Scott Griggs, Head of School, is departing from Greenhill at the end of the 2017-18 school year. He is leaving due to “the right timing” within Greenhill’s administrative cycle.
According to Mr. Griggs, schools create a strategic plan every eight to ten years. In the past, these eight-to-ten year cycles have spurred major development campaigns. Mr. Griggs’ first cycle produced a campaign to construct the Preschool and Lower School buildings and add an addition to the Upper School. His second cycle elicited the “Building Community” campaign, which was completed by February 2016 with the opening of the Marshall Family Performing Arts Center (MPAC).
These campaigns can be stressful and time-consuming. Mr. Griggs has said he does not wish to complete another full cycle.
“I will have been here 18 years, and that’s a long time for any head to be at one school,” said Mr. Griggs. “Candidly, I don’t have another eight to ten years in me.”
However, he is not retiring. Mr. Griggs plans to look for work in a wide variety of things. A couple of possibilities he is considering are working as an administrator at another independent school for a few years or consulting.
Mr. Griggs came to Greenhill in 2000. He was working as the Head of Upper School at an independent school in Virginia when he was contacted about an opening at Greenhill.
“I wasn’t looking to move at that point in time. That school had just started with a new headmaster, and I was very happy there and very comfortable there. But I had always heard about Greenhill,” Mr. Griggs said.
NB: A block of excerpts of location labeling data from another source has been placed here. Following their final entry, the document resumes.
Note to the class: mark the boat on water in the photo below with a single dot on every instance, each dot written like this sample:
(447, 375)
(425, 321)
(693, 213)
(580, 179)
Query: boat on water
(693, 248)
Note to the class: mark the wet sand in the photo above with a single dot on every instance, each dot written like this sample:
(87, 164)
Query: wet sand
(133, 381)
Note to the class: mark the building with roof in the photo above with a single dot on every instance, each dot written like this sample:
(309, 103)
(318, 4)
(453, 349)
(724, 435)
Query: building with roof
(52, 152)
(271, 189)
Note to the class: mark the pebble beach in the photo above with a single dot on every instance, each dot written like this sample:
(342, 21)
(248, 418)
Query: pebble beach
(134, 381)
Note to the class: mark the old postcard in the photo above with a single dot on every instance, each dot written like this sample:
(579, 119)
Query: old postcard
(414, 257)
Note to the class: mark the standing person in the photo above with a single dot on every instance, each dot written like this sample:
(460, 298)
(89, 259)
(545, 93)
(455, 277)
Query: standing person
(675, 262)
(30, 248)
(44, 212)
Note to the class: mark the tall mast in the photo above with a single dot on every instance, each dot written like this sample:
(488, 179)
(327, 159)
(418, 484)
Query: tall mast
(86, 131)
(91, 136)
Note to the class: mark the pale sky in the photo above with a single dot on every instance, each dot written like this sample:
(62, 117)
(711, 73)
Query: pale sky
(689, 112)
It was Greenhill’s mission of diversity and inclusion that particularly appealed to him. In fact, Mr. Griggs considers his greatest responsibility as Head of School to maintain these values.
However, Mr. Griggs does admit that Greenhill could do a better job of respecting diversity within the ideological spectrum.
“I think clearly Greenhill is a more liberal leaning community. If we truly are living our mission, we need to respect opinions that are different from that. There’s got to be a place for that voice to be heard in our community as well,” Mr. Griggs said.
According to Mr. Griggs, respecting different viewpoints does not mean shying away from difficult conversations. To him, conversations should result in some level of mutual understanding, even if there are still stark differences in opinion.
“I hope Greenhill can have good conversations—and I mean good conversations,” said Mr. Griggs. “Conversations means it goes back and forth, without being demeaning and spiteful and hateful. We need to be able to disagree with a person’s opinion or position, but in a way that also provides a level of understanding.”
Griggs’ replacement will be chosen by the Board of Trustees. Next year, the board will hire a search firm to survey the community for qualities they’re looking for in a head of school and interview applicants. The search firm has not yet been determined.